Polvon: I just wanna be financially stable. Being financially stable does really set the tone for your life. And if you want kids, you want your kids to be happy and how are you supposed to have happy kids with no money. 

Hay: I mean in a way we started this whole podcast off talking about anxiety and that’s a major contribution to anxiety.

Irby: Money stress is…

Polvon: … is the worst stress.

Hay: I don’t think that’s superficial to say that you want that for your life. You want to be successful and happy by your own definition you know. 

Balderas: I think I just want to be successful then you know that you can be able to take a weekend trip somewhere else in order to experience something new. I think one of the biggest things in my life that I really want to do is travel a lot. I want to see things I’ve never seen before. I want to have experiences I have never experienced before and I want to spend my entire life traveling or doing anything like climbing a mountain because I mean one day you’re gonna look back and be like “wow remember that time I climbed that mountain” or be able to tell your kids like “yeah I went through it but then I got better I worked hard and now I’m able to do something cool” like it’s anything really. I think everyone defines success and happiness on their own terms. Really having a why is really important too. Like, I think I was also trying to find a reason why I do everything you know, why I wake up, why I go to school still because I think it’s really easy to quit school and then start working. 

Irby: Yeah it is so hard to go to school when it’s snowing!

Polvon: Okay our last question is if you could go back a year what would you tell yourself? you’re younger self. 

Balderas: What my major is!

Everyone: *laughs* 

Balderas: Then say come here last year. Done high school and then done this too because I would have been done a lot sooner. I really enjoy the, you know, programming aspect of it. I really enjoy working on computers. I really enjoy doing networks and I think that would’ve just kickstarted my life a little bit faster than maybe I would have been a little bit more focused. Eventually, I would’ve been able to just get there a lot faster and really enjoy what I was doing. 

Irby: So, senior year is all about planning. I was like okay I gotta get these scholarships, I’m going here, I’m gonna be in this dorm, like I was making a checklist like no tomorrow, so I would tell myself don’t plan every aspect of your life because it’s going to change. You don’t know what tomorrow brings and you gotta be prepared because I was like “oh my gosh! My plans are not happening the way I wanted!” And it freaked me out at first but I really came to terms with the fact that our lives will change and we’re just gonna have to accept. You can have a plan, you can have goals but be prepared when they change. 

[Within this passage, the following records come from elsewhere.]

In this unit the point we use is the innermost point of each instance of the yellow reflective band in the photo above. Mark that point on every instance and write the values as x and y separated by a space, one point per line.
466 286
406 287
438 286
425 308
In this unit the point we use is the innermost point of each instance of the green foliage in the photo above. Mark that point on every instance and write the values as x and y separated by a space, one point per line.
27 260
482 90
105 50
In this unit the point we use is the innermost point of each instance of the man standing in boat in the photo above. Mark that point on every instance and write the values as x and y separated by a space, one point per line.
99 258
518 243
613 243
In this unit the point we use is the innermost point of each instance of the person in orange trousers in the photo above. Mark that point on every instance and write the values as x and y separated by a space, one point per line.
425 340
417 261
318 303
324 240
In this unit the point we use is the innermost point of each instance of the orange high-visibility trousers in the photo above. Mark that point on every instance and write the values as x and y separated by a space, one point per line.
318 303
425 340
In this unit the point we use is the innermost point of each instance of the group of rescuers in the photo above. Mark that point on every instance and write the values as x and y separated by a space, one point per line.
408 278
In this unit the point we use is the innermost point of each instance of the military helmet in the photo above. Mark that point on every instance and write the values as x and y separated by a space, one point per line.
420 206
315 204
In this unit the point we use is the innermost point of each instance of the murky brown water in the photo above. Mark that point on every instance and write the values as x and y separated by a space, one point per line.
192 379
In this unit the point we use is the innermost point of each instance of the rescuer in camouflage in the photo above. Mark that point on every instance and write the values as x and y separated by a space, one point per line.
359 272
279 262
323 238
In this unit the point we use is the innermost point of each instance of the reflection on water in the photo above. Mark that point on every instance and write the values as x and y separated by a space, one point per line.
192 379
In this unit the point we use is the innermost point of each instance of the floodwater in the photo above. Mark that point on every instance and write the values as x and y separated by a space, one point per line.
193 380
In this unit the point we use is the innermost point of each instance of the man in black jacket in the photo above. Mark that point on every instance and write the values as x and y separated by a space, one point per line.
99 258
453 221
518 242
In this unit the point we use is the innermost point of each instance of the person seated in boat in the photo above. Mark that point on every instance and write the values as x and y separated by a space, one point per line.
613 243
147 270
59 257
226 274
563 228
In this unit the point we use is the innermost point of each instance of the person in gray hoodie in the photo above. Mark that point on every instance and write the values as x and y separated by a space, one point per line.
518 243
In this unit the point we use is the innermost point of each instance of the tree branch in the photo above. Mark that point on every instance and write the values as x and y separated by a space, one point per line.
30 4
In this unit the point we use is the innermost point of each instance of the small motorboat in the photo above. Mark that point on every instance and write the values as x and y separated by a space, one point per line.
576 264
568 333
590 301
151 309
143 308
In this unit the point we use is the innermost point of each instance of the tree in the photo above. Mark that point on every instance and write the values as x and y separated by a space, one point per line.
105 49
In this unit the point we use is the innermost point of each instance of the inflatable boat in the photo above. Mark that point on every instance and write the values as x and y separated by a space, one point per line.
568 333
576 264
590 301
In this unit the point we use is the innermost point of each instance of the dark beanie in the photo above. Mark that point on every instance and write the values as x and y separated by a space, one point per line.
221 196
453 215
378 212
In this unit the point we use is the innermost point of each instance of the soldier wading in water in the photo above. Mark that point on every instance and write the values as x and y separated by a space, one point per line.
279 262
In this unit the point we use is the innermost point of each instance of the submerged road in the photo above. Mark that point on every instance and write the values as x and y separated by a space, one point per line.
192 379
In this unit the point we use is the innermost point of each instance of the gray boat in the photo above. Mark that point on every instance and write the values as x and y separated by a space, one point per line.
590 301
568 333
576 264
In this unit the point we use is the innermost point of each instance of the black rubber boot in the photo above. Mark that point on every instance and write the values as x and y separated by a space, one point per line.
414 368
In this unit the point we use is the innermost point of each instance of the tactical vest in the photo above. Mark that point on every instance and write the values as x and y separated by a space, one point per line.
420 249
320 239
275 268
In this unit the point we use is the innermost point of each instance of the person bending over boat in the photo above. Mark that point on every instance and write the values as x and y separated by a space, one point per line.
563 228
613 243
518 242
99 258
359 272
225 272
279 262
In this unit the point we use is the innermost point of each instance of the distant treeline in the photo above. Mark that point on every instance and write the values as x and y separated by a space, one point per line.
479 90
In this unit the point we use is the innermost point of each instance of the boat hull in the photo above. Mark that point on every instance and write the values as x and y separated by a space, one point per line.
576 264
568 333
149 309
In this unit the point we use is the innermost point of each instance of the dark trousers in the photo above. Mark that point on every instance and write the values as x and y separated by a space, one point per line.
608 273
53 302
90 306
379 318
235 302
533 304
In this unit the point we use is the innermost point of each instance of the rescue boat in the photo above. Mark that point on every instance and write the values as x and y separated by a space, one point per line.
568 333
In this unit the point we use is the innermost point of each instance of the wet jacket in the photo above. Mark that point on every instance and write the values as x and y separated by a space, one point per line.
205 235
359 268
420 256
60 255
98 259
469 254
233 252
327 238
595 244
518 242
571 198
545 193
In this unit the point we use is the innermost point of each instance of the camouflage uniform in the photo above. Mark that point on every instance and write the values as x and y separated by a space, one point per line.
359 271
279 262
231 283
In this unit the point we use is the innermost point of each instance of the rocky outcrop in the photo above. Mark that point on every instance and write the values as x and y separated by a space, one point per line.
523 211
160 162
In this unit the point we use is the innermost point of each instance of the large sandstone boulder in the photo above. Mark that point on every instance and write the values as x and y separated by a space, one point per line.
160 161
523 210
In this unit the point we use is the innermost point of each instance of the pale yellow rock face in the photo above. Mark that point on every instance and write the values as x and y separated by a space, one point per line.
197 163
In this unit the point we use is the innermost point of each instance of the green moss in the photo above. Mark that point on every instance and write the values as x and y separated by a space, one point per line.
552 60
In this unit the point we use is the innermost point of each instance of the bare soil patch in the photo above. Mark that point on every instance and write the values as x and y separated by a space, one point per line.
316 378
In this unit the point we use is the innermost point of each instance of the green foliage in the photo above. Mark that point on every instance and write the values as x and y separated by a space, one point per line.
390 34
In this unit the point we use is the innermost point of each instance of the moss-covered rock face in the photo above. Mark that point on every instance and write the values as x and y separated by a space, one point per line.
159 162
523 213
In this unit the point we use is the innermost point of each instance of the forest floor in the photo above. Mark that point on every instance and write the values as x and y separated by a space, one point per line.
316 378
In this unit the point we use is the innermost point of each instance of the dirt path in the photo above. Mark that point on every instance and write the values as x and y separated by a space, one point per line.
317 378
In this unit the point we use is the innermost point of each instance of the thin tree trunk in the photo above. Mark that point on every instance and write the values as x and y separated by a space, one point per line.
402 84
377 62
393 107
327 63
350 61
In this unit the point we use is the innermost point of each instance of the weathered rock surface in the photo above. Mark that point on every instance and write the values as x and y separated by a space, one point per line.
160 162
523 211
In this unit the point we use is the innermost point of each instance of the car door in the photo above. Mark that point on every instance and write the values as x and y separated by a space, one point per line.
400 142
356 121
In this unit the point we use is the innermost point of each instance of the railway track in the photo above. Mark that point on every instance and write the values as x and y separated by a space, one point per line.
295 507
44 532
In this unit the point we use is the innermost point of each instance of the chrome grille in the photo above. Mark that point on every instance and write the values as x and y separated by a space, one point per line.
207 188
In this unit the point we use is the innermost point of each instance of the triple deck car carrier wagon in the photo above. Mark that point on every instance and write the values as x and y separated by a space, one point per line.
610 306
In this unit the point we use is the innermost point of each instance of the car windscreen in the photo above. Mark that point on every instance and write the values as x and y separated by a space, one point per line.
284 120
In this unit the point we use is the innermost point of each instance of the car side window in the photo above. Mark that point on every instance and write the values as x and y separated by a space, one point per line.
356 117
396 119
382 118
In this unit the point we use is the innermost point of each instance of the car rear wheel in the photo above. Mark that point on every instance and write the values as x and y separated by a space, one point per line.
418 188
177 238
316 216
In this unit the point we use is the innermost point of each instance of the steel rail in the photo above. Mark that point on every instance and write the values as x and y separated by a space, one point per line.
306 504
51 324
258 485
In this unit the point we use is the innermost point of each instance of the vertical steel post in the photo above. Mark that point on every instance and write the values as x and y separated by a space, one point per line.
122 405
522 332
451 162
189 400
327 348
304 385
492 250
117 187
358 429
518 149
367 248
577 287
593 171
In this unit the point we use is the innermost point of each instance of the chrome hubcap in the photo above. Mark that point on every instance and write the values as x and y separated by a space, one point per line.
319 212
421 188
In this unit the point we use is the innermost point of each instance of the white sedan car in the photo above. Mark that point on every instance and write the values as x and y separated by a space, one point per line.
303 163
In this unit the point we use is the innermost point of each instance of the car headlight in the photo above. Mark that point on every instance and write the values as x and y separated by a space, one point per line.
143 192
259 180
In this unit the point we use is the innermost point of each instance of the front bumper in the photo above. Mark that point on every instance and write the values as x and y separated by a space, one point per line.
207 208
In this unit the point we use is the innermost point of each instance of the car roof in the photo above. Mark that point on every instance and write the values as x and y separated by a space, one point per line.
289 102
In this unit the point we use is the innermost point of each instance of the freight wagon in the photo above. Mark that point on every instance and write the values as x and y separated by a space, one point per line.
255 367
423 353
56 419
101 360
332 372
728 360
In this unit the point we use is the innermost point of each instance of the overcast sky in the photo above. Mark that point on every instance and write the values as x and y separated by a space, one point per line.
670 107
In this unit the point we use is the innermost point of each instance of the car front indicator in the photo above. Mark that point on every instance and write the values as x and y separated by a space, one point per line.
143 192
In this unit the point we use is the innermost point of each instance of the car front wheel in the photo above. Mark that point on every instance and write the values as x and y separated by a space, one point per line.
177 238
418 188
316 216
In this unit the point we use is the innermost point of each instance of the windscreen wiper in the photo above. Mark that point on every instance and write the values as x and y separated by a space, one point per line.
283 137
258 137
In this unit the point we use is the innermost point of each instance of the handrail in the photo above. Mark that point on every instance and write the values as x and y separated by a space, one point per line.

Hay: I would tell myself a year ago today, that I shouldn’t take things for granted. Where you are now is a great place to be in but things are supposed to change and it’s okay to only plan from sunrise to sunset. It’s okay to go one day at a time that’s actually a lot better for this point in your time… in your life. I also would tell myself a year ago that I needed a priority check. 

Polvon: I would tell myself a year ago to have fun. Not to have fun and go party. I would tell myself to enjoy those last three months. I was living the last three months thinking “let’s go, let’s go”. I would also tell myself to be prepared for any curveballs.

Irby: Thank you for being part of “Saints Stories.” I think we learned a lot about each other. I think we provided some good advice for anyone that is listening to this. 

Polvon: Thank you Whitney and Carlos!